1. The palace is often where the current leader is. They go in to capture the current leader and claim to be the new leader.
2. Next they fight anyone who tries to get rid of them. If no one can, they become the de facto leader. Anyone that doesn’t follow the new leadership will be removed.
3. Commanders of the troops are probably in on it. The individual soldiers may or may not know beforehand.
Generals don’t always “storm the palace,” but yes, usually there is a takeover of the physical buildings where the current government officials are. That’s done for a few reasons, the first being that you have to remove the existing officials from being able to contact allies, or use any channels of power. Second, there is a great symbolism to it: a coup general stepping in front of the White House to declare that he has taken over “for the good of our country” reads as much more authoritative than the same announcement from in front of a Four Seasons Total Landscaping.

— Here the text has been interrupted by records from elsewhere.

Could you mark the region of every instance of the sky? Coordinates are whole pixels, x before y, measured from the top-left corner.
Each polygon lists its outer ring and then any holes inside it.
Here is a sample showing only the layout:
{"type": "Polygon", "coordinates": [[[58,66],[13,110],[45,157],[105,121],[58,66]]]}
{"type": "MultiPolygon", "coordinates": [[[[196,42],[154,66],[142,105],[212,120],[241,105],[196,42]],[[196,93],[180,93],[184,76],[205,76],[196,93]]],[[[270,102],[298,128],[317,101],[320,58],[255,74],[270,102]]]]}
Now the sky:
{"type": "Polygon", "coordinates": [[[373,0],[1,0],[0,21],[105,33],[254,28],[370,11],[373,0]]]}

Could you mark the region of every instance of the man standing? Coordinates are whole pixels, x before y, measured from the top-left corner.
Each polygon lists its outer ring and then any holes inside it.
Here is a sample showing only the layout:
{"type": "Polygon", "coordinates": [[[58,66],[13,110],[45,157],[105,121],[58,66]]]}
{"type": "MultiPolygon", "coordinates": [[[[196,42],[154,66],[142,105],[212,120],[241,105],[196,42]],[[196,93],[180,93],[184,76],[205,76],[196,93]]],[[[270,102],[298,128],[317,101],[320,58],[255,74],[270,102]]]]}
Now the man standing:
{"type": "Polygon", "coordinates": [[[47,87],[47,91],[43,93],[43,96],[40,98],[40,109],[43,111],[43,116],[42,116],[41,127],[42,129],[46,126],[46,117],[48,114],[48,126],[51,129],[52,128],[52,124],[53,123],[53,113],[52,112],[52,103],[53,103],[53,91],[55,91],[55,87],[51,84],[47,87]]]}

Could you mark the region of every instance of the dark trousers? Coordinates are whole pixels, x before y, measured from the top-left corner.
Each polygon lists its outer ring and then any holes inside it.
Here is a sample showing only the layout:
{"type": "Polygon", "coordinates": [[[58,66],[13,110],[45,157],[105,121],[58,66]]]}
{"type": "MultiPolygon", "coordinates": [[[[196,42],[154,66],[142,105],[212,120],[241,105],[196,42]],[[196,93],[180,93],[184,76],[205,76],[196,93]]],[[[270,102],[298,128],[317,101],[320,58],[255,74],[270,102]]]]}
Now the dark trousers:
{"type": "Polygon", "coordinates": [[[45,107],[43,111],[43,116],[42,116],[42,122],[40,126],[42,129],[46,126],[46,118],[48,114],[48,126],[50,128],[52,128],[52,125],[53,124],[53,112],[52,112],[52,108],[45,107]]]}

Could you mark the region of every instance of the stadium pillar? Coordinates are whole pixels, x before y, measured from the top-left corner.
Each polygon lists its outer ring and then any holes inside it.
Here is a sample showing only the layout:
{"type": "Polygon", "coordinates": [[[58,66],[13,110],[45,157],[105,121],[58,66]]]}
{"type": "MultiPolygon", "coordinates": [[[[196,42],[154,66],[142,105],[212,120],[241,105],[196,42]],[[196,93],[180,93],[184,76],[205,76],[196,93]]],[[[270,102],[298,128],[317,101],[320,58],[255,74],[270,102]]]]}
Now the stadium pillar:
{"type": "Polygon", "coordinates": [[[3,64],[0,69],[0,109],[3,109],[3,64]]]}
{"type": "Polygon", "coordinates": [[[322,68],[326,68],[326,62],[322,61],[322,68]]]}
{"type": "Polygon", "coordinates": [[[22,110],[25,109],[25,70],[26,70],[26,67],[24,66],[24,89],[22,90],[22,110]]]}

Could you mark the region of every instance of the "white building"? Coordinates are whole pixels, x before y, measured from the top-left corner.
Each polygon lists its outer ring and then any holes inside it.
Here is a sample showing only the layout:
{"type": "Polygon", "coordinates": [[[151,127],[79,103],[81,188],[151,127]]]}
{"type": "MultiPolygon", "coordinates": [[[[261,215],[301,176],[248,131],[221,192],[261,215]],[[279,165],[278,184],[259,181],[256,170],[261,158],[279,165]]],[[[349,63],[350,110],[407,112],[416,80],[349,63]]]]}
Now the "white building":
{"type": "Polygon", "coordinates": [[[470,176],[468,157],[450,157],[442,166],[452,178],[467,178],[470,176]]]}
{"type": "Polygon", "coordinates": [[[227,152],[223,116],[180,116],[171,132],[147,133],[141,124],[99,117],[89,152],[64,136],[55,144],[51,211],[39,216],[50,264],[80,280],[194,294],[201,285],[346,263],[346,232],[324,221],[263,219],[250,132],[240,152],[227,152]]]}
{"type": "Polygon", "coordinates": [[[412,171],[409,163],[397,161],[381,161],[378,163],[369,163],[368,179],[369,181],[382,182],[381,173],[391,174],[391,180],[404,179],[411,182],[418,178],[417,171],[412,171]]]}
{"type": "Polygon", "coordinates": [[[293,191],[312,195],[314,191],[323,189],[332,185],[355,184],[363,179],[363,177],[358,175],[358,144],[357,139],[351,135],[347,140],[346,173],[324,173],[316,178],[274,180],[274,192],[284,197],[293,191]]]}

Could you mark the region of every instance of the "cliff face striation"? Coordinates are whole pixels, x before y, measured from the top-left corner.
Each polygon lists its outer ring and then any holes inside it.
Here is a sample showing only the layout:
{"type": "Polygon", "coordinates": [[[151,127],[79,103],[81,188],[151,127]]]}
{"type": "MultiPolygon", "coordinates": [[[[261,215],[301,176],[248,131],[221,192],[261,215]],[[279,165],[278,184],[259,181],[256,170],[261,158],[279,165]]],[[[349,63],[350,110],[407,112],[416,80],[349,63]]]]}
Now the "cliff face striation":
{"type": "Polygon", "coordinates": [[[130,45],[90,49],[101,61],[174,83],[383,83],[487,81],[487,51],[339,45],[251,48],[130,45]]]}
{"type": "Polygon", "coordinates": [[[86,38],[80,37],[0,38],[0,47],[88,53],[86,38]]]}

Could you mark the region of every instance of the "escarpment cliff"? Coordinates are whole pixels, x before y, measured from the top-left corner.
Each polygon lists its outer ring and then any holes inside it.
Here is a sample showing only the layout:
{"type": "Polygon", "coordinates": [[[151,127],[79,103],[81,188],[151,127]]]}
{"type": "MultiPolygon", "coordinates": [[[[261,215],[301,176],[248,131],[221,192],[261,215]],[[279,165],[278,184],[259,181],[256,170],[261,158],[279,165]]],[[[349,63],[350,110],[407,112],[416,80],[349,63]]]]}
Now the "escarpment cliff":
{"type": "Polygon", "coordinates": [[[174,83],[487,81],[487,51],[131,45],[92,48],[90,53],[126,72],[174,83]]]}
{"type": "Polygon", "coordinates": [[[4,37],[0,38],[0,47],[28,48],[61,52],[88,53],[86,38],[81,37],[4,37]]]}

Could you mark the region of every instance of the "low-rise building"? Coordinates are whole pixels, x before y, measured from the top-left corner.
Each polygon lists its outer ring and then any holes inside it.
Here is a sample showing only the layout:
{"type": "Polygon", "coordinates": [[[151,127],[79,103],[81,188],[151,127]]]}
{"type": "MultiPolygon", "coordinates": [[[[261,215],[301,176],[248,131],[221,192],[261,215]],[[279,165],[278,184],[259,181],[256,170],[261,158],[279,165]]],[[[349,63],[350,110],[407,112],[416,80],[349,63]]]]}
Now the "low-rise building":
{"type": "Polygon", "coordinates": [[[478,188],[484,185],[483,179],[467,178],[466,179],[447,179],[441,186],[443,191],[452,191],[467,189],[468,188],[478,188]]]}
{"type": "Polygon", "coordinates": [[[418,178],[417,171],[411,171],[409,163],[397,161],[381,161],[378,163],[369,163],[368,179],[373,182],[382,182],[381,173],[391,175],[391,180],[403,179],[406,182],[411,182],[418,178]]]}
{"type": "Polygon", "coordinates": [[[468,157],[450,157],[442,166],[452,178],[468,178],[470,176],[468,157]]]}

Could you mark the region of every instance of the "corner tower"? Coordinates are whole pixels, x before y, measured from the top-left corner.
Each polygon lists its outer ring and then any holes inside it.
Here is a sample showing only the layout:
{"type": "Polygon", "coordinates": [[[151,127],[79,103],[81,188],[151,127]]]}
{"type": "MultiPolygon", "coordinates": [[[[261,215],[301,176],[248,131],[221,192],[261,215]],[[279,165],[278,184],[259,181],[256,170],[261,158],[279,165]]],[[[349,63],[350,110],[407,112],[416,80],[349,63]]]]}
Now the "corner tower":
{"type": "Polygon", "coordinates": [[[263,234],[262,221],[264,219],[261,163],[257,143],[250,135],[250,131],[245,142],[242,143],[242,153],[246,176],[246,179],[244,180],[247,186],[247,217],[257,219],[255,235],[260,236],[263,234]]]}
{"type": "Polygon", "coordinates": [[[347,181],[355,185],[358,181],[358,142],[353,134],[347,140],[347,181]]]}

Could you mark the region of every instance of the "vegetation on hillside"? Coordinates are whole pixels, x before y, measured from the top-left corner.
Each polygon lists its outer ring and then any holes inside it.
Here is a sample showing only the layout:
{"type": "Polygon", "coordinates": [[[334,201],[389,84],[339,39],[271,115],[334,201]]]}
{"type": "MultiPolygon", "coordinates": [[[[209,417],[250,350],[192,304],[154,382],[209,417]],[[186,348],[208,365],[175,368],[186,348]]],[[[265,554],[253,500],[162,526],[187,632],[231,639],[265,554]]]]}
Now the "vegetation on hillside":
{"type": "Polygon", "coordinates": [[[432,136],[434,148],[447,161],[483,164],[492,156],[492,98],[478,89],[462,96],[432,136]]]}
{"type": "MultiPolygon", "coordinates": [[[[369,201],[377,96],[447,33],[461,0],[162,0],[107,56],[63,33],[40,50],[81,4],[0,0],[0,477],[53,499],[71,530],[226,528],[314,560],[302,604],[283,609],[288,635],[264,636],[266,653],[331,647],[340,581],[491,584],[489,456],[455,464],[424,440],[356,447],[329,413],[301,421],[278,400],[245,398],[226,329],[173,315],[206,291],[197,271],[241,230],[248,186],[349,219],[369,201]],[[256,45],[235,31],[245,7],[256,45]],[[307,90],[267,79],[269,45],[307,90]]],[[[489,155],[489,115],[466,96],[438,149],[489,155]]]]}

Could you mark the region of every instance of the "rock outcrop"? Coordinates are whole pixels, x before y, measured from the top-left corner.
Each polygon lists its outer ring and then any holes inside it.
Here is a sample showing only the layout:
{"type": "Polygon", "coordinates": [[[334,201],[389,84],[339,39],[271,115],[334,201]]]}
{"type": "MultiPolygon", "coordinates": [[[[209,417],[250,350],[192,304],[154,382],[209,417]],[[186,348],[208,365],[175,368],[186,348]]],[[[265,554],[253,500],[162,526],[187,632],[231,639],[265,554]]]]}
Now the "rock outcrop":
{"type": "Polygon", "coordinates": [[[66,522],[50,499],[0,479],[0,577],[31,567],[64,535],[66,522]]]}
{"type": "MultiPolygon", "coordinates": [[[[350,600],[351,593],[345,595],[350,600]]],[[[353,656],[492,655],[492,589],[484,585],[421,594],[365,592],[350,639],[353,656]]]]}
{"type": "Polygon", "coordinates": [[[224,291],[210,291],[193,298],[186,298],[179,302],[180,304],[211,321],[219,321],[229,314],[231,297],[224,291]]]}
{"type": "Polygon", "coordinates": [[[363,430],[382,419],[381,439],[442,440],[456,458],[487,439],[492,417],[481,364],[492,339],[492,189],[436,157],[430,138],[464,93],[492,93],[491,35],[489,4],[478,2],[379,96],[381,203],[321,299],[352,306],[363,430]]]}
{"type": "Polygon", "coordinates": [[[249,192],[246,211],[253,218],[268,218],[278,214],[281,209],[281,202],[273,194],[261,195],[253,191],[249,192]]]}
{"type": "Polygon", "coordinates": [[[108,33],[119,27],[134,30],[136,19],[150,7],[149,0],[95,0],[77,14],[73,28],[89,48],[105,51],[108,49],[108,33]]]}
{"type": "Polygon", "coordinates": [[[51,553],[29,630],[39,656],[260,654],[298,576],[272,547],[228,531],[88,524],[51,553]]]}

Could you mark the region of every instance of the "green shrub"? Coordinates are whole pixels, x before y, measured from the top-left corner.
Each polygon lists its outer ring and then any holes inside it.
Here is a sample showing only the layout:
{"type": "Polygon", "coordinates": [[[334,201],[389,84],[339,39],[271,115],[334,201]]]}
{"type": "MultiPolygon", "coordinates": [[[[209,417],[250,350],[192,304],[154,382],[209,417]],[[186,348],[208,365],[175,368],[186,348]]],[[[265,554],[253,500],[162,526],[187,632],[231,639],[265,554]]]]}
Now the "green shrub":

What happens next varies. If the existing government has military support of its own, you often get a civil war, with fighting between different areas. Who says they control the government doesn’t matter that much at that time. If there is no established resistance, the governing council convenes and tries to put its people in key positions so they can run the various departments of government. Usually they will first focus on eliminating any trace of the previous government to avoid an attempted return. Usually others vying for power will be quashed. After that, it depends on how ruthlessly the unelected want to govern. You could proceed to full totalitarianism if you can and want, or you can transition toward something more benign and stable, or whatever. You’re just in ordinary history now.
Ordinary soldiers usually follow for a mixture of reasons, but the main three are this:
* Power. If you’re a soldier of the governing elite, you get way more perks in the country than a soldier of a government that doesn’t need you.
* Fear. Some soldiers might not want to participate (and many of these are purged before the revolt) but are afraid to leave because they would make themselves targets for being disloyal to the new rulers.
* Esprit de corps. Some soldiers may truly believe that they’re doing the right thing, and even if they aren’t sure, they don’t want to let their comrades down. (Stories from policement used by the Nazis to commit horiffic war crimes in Poland show that many of them didn’t leave because they didn’t want to abandon their colleagues to do horrible things alone.)
Usually the head of a military branch or unit, someone with huge influence over their soldiers and equipment, isn’t happy with the way things are running. Over time they have installed people into their ranks who are loyal to them and will follow orders without question. At some point they feel their numbers and equipment could take on the rest of the government forces or can catch them off guard and consolidate further power quickly by winning alliances with opposition politicians, businesses or other military units before the government has time to react and build up their forces.
In some cases this works, especially if the government is fractured or key battles are won quickly and early. But sometimes there is enough opposition or maybe no real willingness to complete a coup from the attackers, which gives time to nullify the threat and restore order.
The Bolivia threat yesterday looked like someone who was a bit pissed off and thought he could force a change, however, he failed to realise that opposition forces & voices outnumbered his own.
In the simplest terms, you have the hard-core current government and you have the hard-core coup members.
Then you have everyone else, who mostly don’t want a civil war, dont want to be jailed and don’t want to hanged from the neck until they are dead. Everyone else includes civilians and military forces.
The job of both hard-core sides is to convince everyone else they are in power, resistance is futile, and any resistors will be jailed or hanged from the neck until they are dead.
Once one side can convince enough of everyone else, they win, and everyone shifts to their side to save their own necks, at least nominally enough to end the coup and have the other side lay down their weapons.
Now, how a coup does that is varied: capturing the other side’s leaders helps but so does simply shutting them up by capturing the media, or trapping them outside the country, or turning off the internet and using confusion. The current government wins by appearing in control, by continuing to publicly and privately issue orders or having civilians and the military publicly rallying for them.
The important thing is for the winning side to have the *appearance* of enough control to both civilians and the military. Storming the Palace is one way to further that appearance.
Coups have two objectives: 1. seizing the symbols of power, and the and 2. Maintaining a facades of normalcy.
If executed successfully power is transferred to the coup leaders and by the time the rest of the world finds out it’s a fait accompli if they ever do.
If done poorly they are exposed as attempting a coup and will be arrested or shot.
The first thing a coup in progress does is sow confusion, seizing or disabling news, radio and infrastructure to restrict information and movement of personnel. Then disrupt the normal chains of command by detaining important officials and generals to prevent them from becoming nuclei of resistance.
This then causes the pre-existing security forces to split into a much more manageable loyalist faction and a much larger majority of pragmatists who default to inaction in the absence of clear commands, both of whom are rendered blind and deaf to the coup.
Next the conspirators seize the symbols of power be it the palace, parliament house, senate, or throne to prevent a legitimate authority of declaring them as such.
Now the final step is declare to the country and world that nothing untoward has happened and maintain the facades of normalcy. At this point the conspirators fully appear as the legitimate authority and thus have the full backing of the pragmatist faction. That could even at this point declare the loyalist forces to have attempted the coup and purge them.